A high school classmate pulled strings to land Fu Tingli a job as sculpture consultant for a new film project—and hand double for the sculptor heroine.

That heroine happened to be Kong Liyuan herself.

Fu Tingli felt a sudden daze but managed a polite greeting. “Teacher Kong.”

Kong Liyuan looked up and clasped her hand, which was chilled to the bone. “Teacher Fu’s hands are so cold.”

That day, everyone on set watched as Kong Liyuan handed a pair of cashmere gloves to the sculpture consultant. No one knew they had once shared a fleeting summer dream amid California’s highways.

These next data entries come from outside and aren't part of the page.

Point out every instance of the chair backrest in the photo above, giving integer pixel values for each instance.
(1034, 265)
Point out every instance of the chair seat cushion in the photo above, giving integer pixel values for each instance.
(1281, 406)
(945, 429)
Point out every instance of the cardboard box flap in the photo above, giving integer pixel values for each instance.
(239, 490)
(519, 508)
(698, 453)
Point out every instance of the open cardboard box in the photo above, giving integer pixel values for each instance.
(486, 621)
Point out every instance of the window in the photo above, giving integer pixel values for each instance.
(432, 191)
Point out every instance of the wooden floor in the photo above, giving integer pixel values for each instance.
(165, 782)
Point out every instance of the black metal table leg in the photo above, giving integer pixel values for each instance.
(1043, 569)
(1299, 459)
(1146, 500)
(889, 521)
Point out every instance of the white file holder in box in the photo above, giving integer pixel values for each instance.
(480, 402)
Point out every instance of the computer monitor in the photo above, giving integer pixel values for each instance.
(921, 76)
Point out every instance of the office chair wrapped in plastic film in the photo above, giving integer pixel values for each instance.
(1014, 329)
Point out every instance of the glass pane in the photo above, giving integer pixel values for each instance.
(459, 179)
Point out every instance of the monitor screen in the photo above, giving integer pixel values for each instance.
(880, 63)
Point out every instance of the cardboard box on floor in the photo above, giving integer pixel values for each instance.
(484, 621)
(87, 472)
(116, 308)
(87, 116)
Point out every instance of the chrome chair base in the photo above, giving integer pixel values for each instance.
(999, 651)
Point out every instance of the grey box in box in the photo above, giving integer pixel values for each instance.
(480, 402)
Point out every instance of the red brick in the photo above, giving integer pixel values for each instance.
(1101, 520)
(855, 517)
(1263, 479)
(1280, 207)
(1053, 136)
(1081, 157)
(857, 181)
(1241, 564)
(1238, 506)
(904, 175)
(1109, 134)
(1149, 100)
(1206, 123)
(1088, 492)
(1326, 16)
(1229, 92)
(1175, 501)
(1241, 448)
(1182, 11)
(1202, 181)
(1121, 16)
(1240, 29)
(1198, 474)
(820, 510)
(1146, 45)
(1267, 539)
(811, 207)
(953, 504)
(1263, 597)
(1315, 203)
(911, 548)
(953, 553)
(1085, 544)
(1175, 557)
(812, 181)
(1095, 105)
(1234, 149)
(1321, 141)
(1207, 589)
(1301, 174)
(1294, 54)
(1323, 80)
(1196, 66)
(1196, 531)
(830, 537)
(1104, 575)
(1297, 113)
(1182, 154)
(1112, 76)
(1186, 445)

Much later, Fu Tingli realized with a jolt: She had never forgotten Fu Tingli’s offhand comment back in California about how she was especially sensitive to the cold.

[3]

With the project wrapped up, Fu Tingli returned to her cheap, damp rental apartment.

Propped against her door was Kong Liyuan, her body heavy with the scent of alcohol. She took Fu Tingli’s hand once more and pressed it against the fragile remnants of the flying bird tattoo on her waist, her breath coming in ragged gasps.

“What about your sculpture? Aren’t you going to finish it?”